Gareth Southgate suggested post-match that the delegate had already been aware of the chants, with the anti-discrimination body, Fare, having since supported the Football Association’s complaint of racist abuse. They had designated the game as high risk and sent an experienced observer to the tie who is understood to have confirmed the abuse was clearly audible, most notably after Rose’s caution after the 90th minute. Their own report backing the English FA’s observations was submitted to Uefa on Tuesday morning.

Under article 14 of Uefa’s disciplinary regulations, the minimum sanction to be imposed on Montenegro will be the partial closure of the stadium if they are found guilty by Uefa’s control, ethics and disciplinary commission on May 16th. The governing body have also charged the Montenegrins with setting off fireworks, crowd disturbances, blocking stairways and the throwing of objects. Hudson-Odoi had retrieved a cigarette lighter thrown on to the pitch after Sterling’s celebrations of the visitors’ fifth goal.

The Manchester City forward subsequently called for the governing body to close stadia in the wake of incidents of racism. “It is a shame we are talking about this to be honest with you,” said Sterling after the game. “It is 2019 and there should be a real punishment for this, not just for the few people being banned. You can fine people, but what’s that going to do? It needs to be a collective thing.

“This stadium holds 15,000 and I think the punishment should be that, as a nation, if your fans are chanting racist abuse, it should be the whole stadium can’t watch it. Then when that ban is lifted your fans will think twice about doing anything silly like that because they all love football, they all want to be there to support their nation. So it will make them think twice to do something silly like that.”

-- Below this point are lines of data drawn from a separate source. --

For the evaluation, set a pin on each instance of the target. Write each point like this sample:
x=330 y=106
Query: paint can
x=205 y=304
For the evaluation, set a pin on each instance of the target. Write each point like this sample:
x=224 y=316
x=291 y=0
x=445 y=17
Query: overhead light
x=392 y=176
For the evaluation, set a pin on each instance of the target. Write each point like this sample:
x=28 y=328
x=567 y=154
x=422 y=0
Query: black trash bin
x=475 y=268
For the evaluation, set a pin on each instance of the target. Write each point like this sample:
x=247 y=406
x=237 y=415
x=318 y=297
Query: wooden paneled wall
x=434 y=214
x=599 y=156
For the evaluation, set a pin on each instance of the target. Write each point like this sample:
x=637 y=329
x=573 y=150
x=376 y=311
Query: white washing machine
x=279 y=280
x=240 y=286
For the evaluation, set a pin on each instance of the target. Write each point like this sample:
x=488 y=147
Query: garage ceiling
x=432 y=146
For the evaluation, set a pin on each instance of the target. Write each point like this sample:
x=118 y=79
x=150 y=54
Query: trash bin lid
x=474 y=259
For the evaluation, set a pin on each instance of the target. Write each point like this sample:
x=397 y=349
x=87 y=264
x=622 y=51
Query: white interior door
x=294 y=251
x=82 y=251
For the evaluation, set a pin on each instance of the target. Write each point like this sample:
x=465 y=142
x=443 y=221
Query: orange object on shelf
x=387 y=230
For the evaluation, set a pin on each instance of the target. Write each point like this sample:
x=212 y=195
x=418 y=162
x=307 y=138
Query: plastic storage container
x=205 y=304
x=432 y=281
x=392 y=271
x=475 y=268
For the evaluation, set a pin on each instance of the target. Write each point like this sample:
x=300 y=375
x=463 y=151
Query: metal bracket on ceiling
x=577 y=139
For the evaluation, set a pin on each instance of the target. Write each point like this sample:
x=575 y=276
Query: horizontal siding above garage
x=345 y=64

The Montenegro Football Federation released a statement insisting they have “always been committed to partnering with international football organisations in the fight against all types of discrimination on the ground and outside”. They added: “We have not had any previous cases of religious, gender or racial discrimination at the matches of our national team. In a multicultural and multiethnic society such as Montenegro, there is no place for such behaviour.”

They pledged to identify any individuals, and ban them from national fixtures, in the event of any incidents of racism in future.”

Hudson-Odoi had been the subject of monkey chants from a small number of Dynamo Kiev supporters during Chelsea’s 5-0 Europa League win at the Olympic stadium earlier this month, with his captain, César Azpilicueta, having approached the German referee at the end of the game.

The Premier League club submitted a complaint to Uefa in the immediate aftermath of that fixture, with Uefa confirming on Tuesday that an ethics and disciplinary inspector has been appointed to evaluate the complaint and determine whether there is sufficient evidence to open proceedings against the Ukrainian club.

“I don’t think discrimination should happen anywhere – we’re equal,” said Hudson-Odoi, so impressive on full debut in Podgorica. “But when you’re hearing stuff like that from the fans, it’s not right. It’s unacceptable. Hopefully Uefa deal with it properly. Obviously, when Rosey and I went over there, we heard it in the first half, we heard it. They were saying monkey stuff.

“I’ve had it before at Dynamo. It’s a situation we hope Uefa deal with properly. We just have to keep our heads, keep a strong mentality. We’ll have a chat about what happened, but hopefully Uefa will do something. It’s not right. It’s never right.”